Sunday, February 24, 2013

My Sweet Tooth and Lent

I have a sweet tooth.  Always have.  Always will.  Cake, cookies, candy, ice cream- just about anything sweet that isn't good for you- I crave.  Have to have.  Most of the reason I belong to a gym and work out has nothing to do with physical fitness as it does with making sure I am doing something to offset the root beer float I had at 10:00 last night!

Every time Ash Wednesday comes around, I feel called to give up sweets.  There are a number of things I could give up- coffee, pizza, cereal- that would also classify as a sacrifice- but sweets trumps them all.  The problem is that the season of Lent always falls around a crazy stretch of birthdays for our family (we call is 2nd Christmas and you can read more about it here).  I knew there was no way I could go through this season without having some sweet, so why even bother with it.

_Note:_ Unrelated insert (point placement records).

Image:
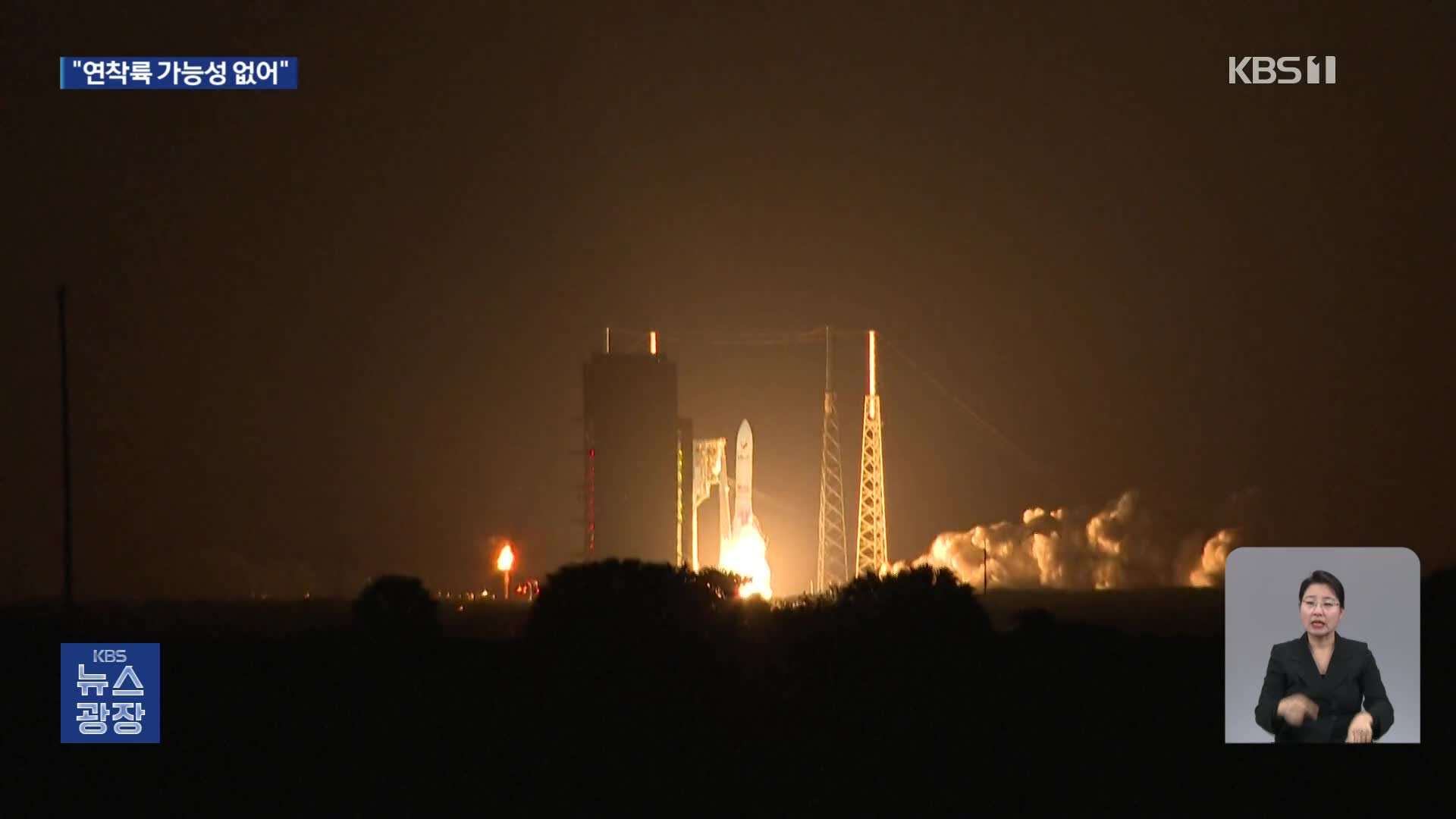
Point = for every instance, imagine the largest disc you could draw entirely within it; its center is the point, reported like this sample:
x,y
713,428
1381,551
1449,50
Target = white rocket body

Well, this year's Easter is early- it ends on my son's birthday- March 31.  So the possibility is there to attempt a Lenten fast of no sweets.  Which I started.  On February 19.  Which is technically 40 days before Easter (so no mini-Easters for me on Sundays!).

Why not start on Ash Wednesday?  Because Ash Wednesday was also the week of Valentine's.  The week where my wife makes me multiple sweet things!

I need to hit the gym . . . !

Saturday, February 23, 2013

Belong to a Gym?

If you belong to a gym- or are thinking of joining- have some fun by reading this and this

Friday, February 22, 2013

Start with the Story

Explain.  Apply.  Illustrate.

That's the basic model for preaching and teaching I learned while in seminary.  First, you explain the text.  Then you set out to apply the text to real life.  Finally, you use a story, joke, video clip, etc, to illustrate the text.

I can still hear my professor drilling the words into us like a sergeant calling out a cadence: Explain!  Apply!  Illustrate!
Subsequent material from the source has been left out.